Scalac converts a simple String into StringOps with is a subclass of TraversableLike which has a groupBy method:

def groupBy[K](f: A => K): immutable.Map[K, Repr] = {
    val m = mutable.Map.empty[K, Builder[A, Repr]]
    for (elem <- this) {
      val key = f(elem)
      val bldr = m.getOrElseUpdate(key, newBuilder)
      bldr += elem
    }
    val b = immutable.Map.newBuilder[K, Repr]
    for ((k, v) <- m)
      b += ((k, v.result))

    b.result
  }

So groupBy contains a map into which inserts chars return by identity function.

Answer 5

This is your expression:

val list = str.groupBy(identity).toList.sortBy(_._1).map(_._2)
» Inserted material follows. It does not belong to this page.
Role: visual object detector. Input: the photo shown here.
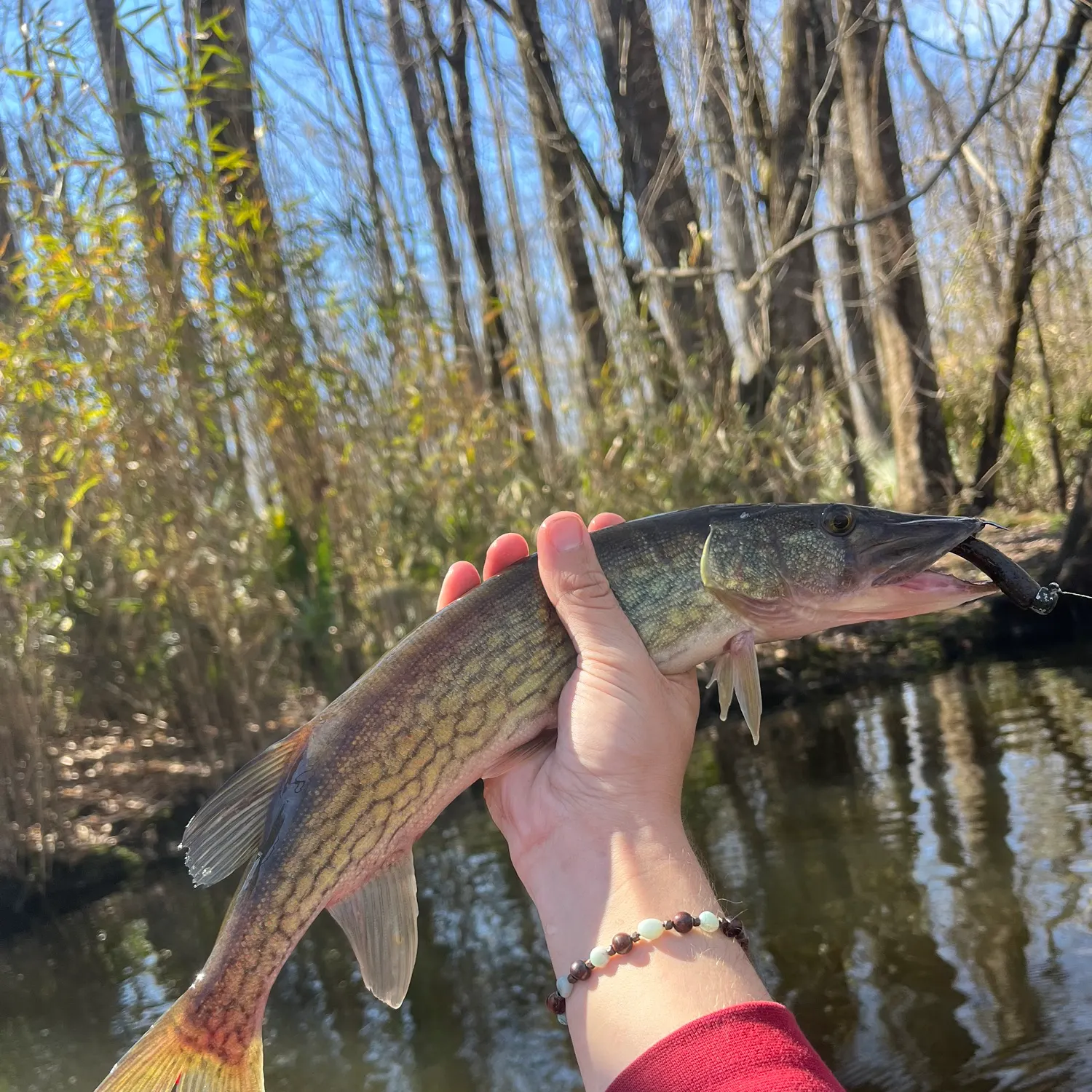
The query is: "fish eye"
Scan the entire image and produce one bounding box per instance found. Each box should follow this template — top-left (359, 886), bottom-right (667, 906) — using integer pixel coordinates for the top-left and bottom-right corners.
top-left (823, 505), bottom-right (856, 535)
Let's go item by function by function. The first one is groupBy, which will partition your String using the list of keys passed by the discriminator function, which in your case is identity. The discriminator function will be applied to each character in the screen and all characters that return the same result will be grouped together. If we want to separate the letter a from the rest we could use x => x == 'a' as our discriminator function. That would group your string chars into the return of this function (true or false) in map:

 Map(false -> bbbccccdd, true -> aaa)

By using identity, which is a "nice" way to say x => x, we get a map where each character gets separated in map, in your case:

Map(c -> cccc, a -> aaa, d -> dd, b -> bbb)

Then we convert the map to a list of tuples (char,String) with toList.

Order it by char with sortBy and just keep the String with the map getting your final result.

Answer 6

Whenever you try to use methods such as groupBy on the String. It's important to note that it is implicitly converted to StringOps and not List[Char].

StringOps

The signature of groupBy is given by-

def groupBy[K](f: (Char) ⇒ K): Map[K, String]

Hence, the result is in the form -

Map[Char,String]

List[Char]

The signature of groupBy is given by-

def groupBy[K](f: (Char) ⇒ K): Map[K, List[Char]]

If it had been implicitly converted to List[Char] the result would be of the form -

Map[Char,List[Char]]

Now this should implicitly answer your curious question, as how scala figured out to groupBy on Char (see the signature) and yet give you Map[Char, String].